Google’s cloud remains on a solid course – even if Alphabet earnings missed expectations

Alphabet posted earnings which missed analyst expectations – yet as the company’s ‘other revenues’ bucket continues to grow, the word on Google Cloud remained positive from the executives.

Other revenues, of which Google Cloud is a part – the company continues to not show its full hand – reached $6.42 billion (£5.01bn) for Q319, an increase of 38.5% year on year and a rise of almost 4% from the previous quarter.

Profit for the overall business declined 23%, with the earnings of $10.12 per share falling well below Wall Street expectations of $12.42. However, total revenues of $40.5bn were seen as positive, with advertising revenues up 17% from this time last year.

Google Cloud’s highlights in Q3 were varied and legion. In terms of product and footprint, the company continued its European expansion with a launch in Poland last month, while the release of Dataproc on Kubernetes in the same month solidified Google’s leadership at container management for an enterprise level. On the partnership front, deals were struck in August with VMware, extending the companies’ collaboration, as well as with enterprise blockchain provider Cypherium.

Alphabet CEO Sundar Pichai was keen to evangelise the gains made by Google Cloud, particularly noting ‘customer momentum across multiple areas on [Google Cloud CEO] Thomas [Kurian’s] leadership’ to analysts.

Pichai elaborated on how Google Cloud customers fit in to other emerging areas when fielding an analyst question around quantum computing, an area in which Google declared ‘supremacy’ last month. “This is an important tool in the arsenal,” said Pichai. “While quantum will take many years to really start making a difference, we want to be at the cutting edge of driving it.

“I do think over time for sure, we do see a lot of interest from Cloud customers, particularly in cutting-edge verticals about quantum computing – so that’s an area where I think [we] will participate in as a business,” added Pichai.

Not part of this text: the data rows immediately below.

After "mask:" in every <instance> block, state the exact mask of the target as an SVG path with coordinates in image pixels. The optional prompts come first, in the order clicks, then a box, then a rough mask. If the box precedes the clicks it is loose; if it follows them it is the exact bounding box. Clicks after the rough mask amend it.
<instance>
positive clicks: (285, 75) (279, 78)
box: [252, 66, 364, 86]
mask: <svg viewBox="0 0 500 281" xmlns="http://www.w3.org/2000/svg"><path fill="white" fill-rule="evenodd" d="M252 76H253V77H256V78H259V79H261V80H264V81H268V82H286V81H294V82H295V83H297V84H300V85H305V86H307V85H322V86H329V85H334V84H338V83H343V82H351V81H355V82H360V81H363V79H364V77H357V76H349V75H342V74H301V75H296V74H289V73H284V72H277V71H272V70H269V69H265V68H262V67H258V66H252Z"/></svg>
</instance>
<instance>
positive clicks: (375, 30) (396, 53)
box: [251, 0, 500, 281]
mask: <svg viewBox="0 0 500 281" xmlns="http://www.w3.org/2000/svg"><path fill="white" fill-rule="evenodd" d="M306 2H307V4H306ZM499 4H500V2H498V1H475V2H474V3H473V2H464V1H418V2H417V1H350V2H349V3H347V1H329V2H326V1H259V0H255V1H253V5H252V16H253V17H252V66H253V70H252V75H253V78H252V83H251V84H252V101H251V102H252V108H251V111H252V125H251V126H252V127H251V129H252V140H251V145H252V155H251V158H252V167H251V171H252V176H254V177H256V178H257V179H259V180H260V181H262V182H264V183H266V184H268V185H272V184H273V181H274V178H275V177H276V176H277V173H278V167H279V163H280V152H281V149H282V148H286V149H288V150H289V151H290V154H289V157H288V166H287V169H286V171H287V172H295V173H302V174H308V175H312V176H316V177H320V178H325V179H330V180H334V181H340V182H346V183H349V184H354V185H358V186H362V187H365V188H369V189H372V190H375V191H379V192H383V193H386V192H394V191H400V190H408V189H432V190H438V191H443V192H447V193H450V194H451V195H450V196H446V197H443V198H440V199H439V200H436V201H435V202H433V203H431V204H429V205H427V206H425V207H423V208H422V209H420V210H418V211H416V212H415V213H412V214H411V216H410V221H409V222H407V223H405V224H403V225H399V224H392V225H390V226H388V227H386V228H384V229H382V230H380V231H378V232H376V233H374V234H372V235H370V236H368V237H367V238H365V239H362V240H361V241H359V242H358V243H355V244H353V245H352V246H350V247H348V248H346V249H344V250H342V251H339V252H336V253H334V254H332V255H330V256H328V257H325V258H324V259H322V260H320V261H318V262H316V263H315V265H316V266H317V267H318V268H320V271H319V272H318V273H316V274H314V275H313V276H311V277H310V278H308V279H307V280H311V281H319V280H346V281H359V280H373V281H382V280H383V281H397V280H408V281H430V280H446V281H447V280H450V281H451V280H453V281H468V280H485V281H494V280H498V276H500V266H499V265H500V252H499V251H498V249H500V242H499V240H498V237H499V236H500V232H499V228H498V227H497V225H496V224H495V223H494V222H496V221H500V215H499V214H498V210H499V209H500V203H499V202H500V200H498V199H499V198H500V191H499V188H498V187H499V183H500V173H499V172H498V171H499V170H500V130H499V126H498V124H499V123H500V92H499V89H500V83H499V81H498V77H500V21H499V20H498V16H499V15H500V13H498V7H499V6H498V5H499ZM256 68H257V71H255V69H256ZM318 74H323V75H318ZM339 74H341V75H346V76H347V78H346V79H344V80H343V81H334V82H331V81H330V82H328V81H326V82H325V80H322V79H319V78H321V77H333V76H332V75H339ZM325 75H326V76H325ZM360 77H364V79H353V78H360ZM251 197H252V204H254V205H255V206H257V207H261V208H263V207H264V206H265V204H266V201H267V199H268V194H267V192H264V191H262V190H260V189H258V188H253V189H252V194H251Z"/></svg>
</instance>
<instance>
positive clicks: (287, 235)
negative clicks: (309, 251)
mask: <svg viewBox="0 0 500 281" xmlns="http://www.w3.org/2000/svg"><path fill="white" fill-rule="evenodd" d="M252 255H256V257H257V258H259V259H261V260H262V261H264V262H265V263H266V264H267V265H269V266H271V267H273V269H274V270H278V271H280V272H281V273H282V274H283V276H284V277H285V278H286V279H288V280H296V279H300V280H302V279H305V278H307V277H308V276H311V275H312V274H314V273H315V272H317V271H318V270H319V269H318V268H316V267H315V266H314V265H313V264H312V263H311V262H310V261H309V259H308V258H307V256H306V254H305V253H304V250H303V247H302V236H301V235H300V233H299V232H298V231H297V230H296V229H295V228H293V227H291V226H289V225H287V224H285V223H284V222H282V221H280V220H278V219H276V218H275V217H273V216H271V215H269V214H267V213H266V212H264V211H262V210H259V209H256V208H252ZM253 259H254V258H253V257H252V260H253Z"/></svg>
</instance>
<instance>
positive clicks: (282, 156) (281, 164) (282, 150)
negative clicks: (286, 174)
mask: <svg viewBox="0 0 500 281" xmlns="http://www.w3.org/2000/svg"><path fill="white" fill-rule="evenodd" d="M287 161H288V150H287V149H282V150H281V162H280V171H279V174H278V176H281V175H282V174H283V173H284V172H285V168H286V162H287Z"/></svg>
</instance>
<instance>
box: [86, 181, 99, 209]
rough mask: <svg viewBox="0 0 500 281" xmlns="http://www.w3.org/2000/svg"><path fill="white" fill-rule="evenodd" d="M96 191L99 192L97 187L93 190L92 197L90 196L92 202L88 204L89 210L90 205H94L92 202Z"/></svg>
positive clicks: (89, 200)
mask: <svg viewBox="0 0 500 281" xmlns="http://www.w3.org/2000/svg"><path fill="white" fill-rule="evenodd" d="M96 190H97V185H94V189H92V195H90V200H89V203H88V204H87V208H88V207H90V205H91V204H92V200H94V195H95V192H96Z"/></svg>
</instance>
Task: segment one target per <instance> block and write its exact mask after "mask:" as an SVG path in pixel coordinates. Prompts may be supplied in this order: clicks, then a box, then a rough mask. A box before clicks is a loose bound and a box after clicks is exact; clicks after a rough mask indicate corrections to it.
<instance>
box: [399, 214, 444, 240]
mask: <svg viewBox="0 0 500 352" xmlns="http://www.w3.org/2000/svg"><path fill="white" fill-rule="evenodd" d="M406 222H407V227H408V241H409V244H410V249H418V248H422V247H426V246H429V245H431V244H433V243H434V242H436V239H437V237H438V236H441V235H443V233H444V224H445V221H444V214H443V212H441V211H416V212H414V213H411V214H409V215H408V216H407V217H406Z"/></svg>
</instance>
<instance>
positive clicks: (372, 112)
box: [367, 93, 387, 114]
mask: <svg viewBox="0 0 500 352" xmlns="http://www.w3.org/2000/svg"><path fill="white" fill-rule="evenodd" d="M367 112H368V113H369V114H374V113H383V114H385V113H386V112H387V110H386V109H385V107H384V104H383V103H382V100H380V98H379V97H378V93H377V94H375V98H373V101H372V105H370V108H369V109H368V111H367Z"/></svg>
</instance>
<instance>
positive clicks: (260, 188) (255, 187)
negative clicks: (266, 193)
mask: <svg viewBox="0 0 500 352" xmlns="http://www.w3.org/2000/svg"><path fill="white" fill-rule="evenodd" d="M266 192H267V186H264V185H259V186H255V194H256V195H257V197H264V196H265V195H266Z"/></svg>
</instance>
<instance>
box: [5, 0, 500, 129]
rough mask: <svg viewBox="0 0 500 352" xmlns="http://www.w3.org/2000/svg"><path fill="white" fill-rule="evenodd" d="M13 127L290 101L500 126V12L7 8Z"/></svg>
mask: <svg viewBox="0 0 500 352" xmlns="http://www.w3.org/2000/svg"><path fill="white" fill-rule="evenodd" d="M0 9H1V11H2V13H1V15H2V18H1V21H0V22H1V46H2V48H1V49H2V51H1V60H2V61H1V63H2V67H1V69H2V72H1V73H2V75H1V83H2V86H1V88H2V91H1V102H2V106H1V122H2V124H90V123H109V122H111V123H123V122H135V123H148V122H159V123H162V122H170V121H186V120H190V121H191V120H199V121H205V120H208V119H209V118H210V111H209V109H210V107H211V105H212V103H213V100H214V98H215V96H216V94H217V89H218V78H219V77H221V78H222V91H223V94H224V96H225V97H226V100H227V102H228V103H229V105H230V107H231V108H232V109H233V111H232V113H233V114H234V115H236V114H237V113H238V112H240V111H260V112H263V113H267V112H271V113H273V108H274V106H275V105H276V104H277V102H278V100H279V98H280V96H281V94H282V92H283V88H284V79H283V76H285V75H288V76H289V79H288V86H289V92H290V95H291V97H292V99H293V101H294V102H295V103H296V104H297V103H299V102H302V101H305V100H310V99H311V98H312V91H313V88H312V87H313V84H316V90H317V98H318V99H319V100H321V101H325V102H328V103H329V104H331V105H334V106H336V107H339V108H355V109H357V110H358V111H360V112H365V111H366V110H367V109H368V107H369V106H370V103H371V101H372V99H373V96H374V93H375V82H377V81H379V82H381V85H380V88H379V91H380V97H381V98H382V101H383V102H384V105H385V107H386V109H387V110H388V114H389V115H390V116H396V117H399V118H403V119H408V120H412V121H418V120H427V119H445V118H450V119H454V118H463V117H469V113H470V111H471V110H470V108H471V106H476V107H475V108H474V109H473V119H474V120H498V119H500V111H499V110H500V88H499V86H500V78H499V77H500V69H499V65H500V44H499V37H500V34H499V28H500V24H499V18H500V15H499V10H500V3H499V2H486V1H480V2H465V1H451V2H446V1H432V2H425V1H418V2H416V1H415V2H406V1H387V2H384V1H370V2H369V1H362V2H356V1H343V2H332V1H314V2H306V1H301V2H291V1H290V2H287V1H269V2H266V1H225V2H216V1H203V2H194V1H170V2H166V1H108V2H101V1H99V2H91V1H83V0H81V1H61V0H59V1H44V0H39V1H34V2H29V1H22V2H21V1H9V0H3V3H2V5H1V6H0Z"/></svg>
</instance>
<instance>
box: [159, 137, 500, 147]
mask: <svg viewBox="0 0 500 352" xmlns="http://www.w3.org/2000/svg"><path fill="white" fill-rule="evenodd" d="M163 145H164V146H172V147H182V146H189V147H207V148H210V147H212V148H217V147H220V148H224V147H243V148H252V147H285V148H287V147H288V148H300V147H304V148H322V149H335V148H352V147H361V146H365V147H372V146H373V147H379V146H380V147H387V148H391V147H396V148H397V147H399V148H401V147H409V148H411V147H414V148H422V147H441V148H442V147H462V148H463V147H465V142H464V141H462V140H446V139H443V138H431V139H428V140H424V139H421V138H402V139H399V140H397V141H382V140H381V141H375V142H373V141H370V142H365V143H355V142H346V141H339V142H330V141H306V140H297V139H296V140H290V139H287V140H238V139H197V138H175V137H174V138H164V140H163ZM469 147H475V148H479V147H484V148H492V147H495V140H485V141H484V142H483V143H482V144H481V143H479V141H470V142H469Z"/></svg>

Analysts had previously been asking Google to disclose specific figures around its Cloud business. In Q1, Goldman Sachs analyst Heather Bellini posed that very question, only to get a committed non-committal in response. This is understandable; as each of the cloud infrastructure giants count their beans with different methods, specific numbers may be seen as an apples versus oranges comparison. Microsoft continues to give Azure revenues in terms of percentages rather than an exact number, while AWS – which does give specifics – hit almost $9bn in its most recent quarter.